The systematic study of multiphase flow in pipes began in the 1940s and 1950s in the nuclear and chemical engineering industries, where the two-phase flow of steam and water in nuclear reactor cooling circuits required quantitative understanding of pressure drops and heat transfer coefficients that differed dramatically from single-phase predictions. The first petroleum industry-specific multiphase flow correlations (Poettmann-Carpenter, 1952; Orkiszewski, 1967; Hagedorn-Brown, 1965) were developed to predict pressure drops in producing oil wells with gas lift, using empirical data from instrumented test wells. The introduction of OLGA (Oil-Gas Simulator) by IFE and Statoil in Norway in the 1980s, the first commercially successful transient multiphase flow simulator based on mechanistic rather than purely empirical models, transformed multiphase flow from a steady-state correlation exercise to a dynamic simulation discipline capable of predicting slug flow transients, startup and shutdown behavior, and thermal-hydraulic coupling in complex subsea production systems. OLGA and its competitors (LedaFlow, PIPESIM, PROSPER) are now indispensable design tools for every deepwater development, used to size pipelines, separators, compressors, and pump stations for the full range of production scenarios from first oil to late-life high water cut.

What Is a Multiphase Fluid?

A multiphase fluid is a flowing mixture of two or more coexisting phases (gas, liquid oil, water, and optionally solids) that are transported simultaneously through wellbores, flowlines, and pipelines. The distribution of phases across the pipe cross-section defines the flow regime (stratified, slug, annular mist), which governs pressure drop, liquid holdup, and flow assurance risks including severe slugging and liquid accumulation. Accurate multiphase flow prediction using empirical correlations or mechanistic simulators (OLGA, PIPESIM) is essential for sizing production infrastructure and designing artificial lift, separation, and slug control systems.
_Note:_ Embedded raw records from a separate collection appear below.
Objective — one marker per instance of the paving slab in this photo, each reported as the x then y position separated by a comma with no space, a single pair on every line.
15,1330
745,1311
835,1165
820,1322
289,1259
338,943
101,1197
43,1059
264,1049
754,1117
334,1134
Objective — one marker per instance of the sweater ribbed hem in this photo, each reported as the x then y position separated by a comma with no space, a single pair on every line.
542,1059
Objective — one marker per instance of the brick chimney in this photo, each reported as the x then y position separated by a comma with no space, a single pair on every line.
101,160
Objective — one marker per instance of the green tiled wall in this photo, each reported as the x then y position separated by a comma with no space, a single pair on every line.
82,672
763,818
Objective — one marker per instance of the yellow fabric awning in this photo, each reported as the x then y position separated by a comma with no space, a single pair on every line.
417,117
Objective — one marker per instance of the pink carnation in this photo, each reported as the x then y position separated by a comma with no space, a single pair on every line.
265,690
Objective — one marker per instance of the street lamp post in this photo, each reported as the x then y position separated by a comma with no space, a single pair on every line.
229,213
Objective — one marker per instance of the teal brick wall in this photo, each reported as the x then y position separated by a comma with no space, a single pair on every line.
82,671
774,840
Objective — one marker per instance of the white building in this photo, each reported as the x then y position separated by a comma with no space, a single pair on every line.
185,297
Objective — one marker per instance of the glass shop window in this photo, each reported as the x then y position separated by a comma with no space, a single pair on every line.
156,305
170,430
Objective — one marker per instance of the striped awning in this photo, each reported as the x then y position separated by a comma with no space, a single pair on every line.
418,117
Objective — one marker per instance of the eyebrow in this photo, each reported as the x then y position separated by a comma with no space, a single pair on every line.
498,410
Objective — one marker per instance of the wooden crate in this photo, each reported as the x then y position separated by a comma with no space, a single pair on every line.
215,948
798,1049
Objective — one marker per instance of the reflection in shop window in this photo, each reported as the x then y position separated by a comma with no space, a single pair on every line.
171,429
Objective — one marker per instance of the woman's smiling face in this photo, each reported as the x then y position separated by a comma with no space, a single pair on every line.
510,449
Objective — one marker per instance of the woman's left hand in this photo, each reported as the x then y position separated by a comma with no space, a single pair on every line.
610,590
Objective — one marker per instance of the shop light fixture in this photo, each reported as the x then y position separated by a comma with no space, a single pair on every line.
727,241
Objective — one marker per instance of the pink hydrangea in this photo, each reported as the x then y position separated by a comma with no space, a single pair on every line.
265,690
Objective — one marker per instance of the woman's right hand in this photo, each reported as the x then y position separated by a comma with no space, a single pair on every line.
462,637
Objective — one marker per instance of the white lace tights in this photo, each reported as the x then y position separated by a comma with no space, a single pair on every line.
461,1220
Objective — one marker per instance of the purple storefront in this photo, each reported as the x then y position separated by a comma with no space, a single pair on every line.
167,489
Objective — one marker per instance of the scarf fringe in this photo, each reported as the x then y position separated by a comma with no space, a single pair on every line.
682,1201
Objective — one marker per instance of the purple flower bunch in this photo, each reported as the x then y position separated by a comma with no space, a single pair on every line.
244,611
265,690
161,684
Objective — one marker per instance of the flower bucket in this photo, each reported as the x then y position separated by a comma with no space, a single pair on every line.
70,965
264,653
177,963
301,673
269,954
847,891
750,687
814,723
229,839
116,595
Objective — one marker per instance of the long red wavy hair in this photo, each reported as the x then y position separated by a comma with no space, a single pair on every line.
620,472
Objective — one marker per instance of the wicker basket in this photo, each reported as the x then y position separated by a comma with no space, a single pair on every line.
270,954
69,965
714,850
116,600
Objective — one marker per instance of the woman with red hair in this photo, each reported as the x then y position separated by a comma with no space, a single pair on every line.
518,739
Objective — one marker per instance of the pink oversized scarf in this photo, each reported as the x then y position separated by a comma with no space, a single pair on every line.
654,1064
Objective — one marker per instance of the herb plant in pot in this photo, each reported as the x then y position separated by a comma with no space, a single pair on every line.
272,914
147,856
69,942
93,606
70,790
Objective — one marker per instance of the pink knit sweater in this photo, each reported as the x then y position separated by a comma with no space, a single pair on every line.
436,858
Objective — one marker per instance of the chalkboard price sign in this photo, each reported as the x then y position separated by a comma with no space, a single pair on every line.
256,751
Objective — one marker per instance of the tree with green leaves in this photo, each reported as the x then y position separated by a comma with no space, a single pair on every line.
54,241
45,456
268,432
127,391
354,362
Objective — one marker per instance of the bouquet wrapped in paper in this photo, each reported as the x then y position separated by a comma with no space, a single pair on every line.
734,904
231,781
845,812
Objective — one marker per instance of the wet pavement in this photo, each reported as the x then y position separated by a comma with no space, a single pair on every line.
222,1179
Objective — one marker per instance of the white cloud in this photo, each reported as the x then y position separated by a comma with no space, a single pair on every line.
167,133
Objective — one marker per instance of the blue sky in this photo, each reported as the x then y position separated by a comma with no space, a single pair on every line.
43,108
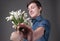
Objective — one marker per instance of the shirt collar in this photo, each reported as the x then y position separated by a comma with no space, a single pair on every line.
38,18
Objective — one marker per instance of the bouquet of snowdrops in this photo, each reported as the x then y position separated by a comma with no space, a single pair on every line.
17,17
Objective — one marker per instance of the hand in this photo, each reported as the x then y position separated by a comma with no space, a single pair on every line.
16,36
28,32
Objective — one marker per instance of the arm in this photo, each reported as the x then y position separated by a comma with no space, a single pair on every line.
38,33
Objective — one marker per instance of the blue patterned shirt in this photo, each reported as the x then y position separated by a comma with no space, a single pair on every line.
39,21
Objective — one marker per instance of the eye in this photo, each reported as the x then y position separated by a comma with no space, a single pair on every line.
32,7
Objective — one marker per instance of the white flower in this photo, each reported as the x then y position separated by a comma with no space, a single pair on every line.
12,12
16,15
13,22
14,26
9,18
19,12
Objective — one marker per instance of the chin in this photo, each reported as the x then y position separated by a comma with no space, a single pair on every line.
32,16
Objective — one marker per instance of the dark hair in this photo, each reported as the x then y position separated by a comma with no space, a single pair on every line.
36,2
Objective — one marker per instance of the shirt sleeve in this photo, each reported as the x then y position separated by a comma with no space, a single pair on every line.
45,24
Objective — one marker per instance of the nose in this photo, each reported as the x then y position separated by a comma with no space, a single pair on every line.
30,11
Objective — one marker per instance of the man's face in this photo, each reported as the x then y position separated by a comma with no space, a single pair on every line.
33,10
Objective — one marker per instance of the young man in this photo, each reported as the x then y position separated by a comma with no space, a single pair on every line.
41,27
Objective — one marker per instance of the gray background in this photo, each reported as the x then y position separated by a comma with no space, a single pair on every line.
51,10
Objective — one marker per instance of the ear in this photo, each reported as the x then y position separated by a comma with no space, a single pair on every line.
40,9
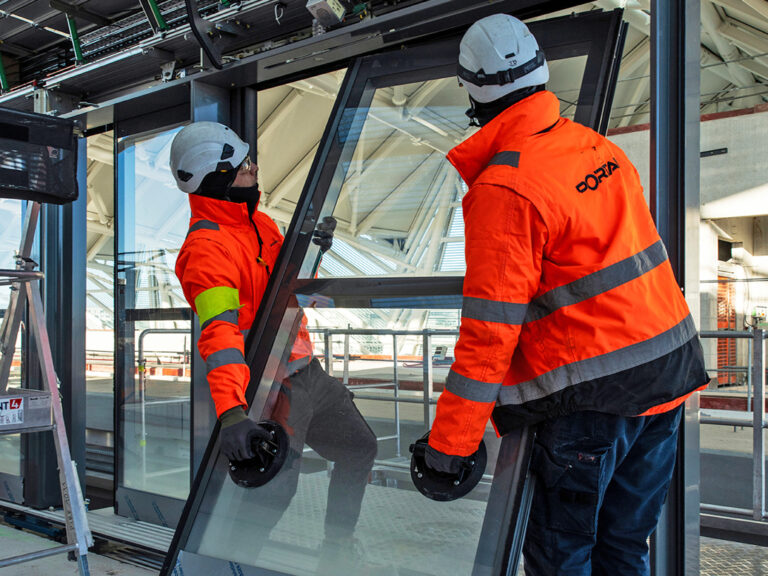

Multiphase fluid is also called a multiphase flow, two-phase flow (for gas-liquid only), or produced fluid stream. Related terms include flow regime (the spatial distribution pattern of gas and liquid phases in a pipe cross-section and along the pipe axis, classified for horizontal pipes as stratified, slug, plug, annular mist, or dispersed bubble flow; the flow regime determines the multiphase pressure drop, liquid holdup, and heat transfer characteristics and governs the operating behavior of pumps, compressors, and separators downstream of the producing system), holdup (the fraction of the pipe cross-sectional area occupied by the liquid phase in multiphase flow, which differs from the liquid volume fraction (no-slip holdup) in the flowing mixture because the slower-moving liquid phase occupies more of the cross-section than its volume fraction in the total flow; holdup determines the mixture density and therefore the gravity pressure gradient component in inclined and vertical pipe flow), slug flow (a multiphase flow regime characterized by alternating liquid slugs (occupying the full pipe diameter) and gas pockets (Taylor bubbles traveling at the top of horizontal pipes), producing intermittent high-amplitude pressure and liquid flow surges at the pipe outlet; slug flow is the most common regime in gas-oil production systems and the primary cause of separator level fluctuations, riser pressure oscillations, and flow-induced vibration in production facilities), severe slugging (a transient multiphase flow instability in pipeline-riser systems where liquid accumulation in the pipeline low point blocks gas passage until the gas pressure is sufficient to blow the accumulated liquid slug through the vertical riser in a violent surge, creating large-amplitude pressure and liquid flow rate transients that stress the topside facilities; severe slugging is most common at low production rates in late field life and is mitigated by topside choking or subsea separation), and multiphase meter (a production measurement device that determines the individual flow rates of oil, gas, and water in a multiphase stream without physically separating the phases, using combinations of venturi differential pressure, gamma-ray absorption, and dielectric measurements; multiphase meters provide continuous real-time well allocation data for subsea or remote wells where test separator installation is impractical or prohibitively expensive).